Songs come as they come, as the spirit moves, though sometimes circumstances determine which one you have the time or urge or leave to do first. For example, one of my most fertile periods of writing came when I had a daily commute on the DC Metro subway, and, guitar-playing being, shall we say, "unrecommended," I wrote words. Often with a tune in mind, but not always. Then when I'd get home, I'd try the tune out, chuck it and start a new one.
Sometimes my lyrics fell into such regular form that I could and did use the chorus of one song for the verse tune of another (totally unconsciously, of course) -- I had to change the newer one once I noticed the similarity. And sometimes that regularity was enough to chuck the whole lyric (it was obvious thjat no good tune could be made to follow that well-trodden scansion path, so banal was it).
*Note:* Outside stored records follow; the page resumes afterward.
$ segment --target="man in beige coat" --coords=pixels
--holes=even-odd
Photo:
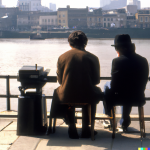
[[[79,138],[75,126],[74,113],[63,103],[93,103],[101,98],[100,64],[95,55],[87,52],[87,37],[82,31],[74,31],[69,35],[68,42],[71,50],[58,58],[57,79],[60,86],[54,91],[51,115],[60,115],[69,124],[69,137]],[[88,109],[83,107],[82,137],[90,137]]]

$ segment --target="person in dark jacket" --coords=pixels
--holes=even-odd
[[[118,54],[112,61],[110,89],[106,88],[104,107],[110,115],[113,105],[122,105],[122,128],[130,125],[130,112],[134,105],[145,104],[145,88],[149,76],[147,59],[135,53],[135,45],[128,34],[117,35],[112,45]]]
[[[69,125],[69,137],[79,138],[72,107],[61,103],[94,103],[101,97],[100,63],[97,56],[85,50],[88,39],[82,31],[74,31],[68,38],[71,50],[58,58],[57,79],[60,86],[54,91],[51,115],[58,114],[65,118]],[[82,135],[90,137],[87,106],[82,109]]]

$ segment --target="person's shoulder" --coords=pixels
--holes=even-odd
[[[119,56],[119,57],[116,57],[116,58],[114,58],[112,61],[113,62],[122,62],[122,61],[127,61],[128,60],[128,58],[126,57],[126,56],[124,56],[124,55],[121,55],[121,56]]]
[[[137,59],[137,61],[140,61],[140,62],[145,62],[145,63],[148,63],[147,59],[137,53],[135,53],[135,58]]]
[[[74,53],[74,52],[75,52],[74,49],[70,49],[70,50],[66,51],[65,53],[61,54],[61,55],[59,56],[59,58],[66,57],[67,55],[70,55],[71,53]]]
[[[95,59],[98,59],[98,57],[96,55],[94,55],[93,53],[90,53],[89,51],[85,51],[86,55]]]

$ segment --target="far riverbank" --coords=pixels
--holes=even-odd
[[[150,28],[110,28],[110,29],[77,29],[82,30],[88,38],[114,38],[117,34],[129,34],[134,39],[150,39]],[[45,39],[68,38],[74,30],[50,30],[41,31]],[[0,31],[0,38],[29,38],[36,31]]]

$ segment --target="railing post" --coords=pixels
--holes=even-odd
[[[7,111],[10,110],[10,84],[9,75],[6,77],[6,93],[7,93]]]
I do have a problem when trying to make up tunes -- the first time through, it's new, the second time through parts of the new tune remind me of an existing song (usually not mine), and by the third time through, I'm playing that song, the pre-existing-not-mine song. I lose more good ideas that way. And I'm never clever enough to start a recording before I go through this process, since the spur of the moment is when I start playing, making preparation an after-thought.
I have found that ideas are the hard part, and the easy part, too. If you're trying to write a country-oid song, you can take any well-known phrase and make it your lyrical hook. I looked up above in the thread and saw that someone wrote "harder for me." OK, that's not an outstanding phrase, but here goes:
It's harder for me to forget you
Than it seems it is for you.
It's harder for me to make my mind up
And say the words, "We're through."
Falling in love was the easiest thing,
I'll tell you, you can take it from me.
So however hard it was on you,
It's harder for me.
That's pretty bad, and doesn't take a twist on the meaning of the words in the phrase (I could only think of something bawdy from the phrase "It's harder for me," so I went with maudlin instead), which is the more common "country" approach. I can produce a lyric pretty quickly, if I don't care what I write, but to get something good, the emotion should be deeper than the drivel I wrote up there.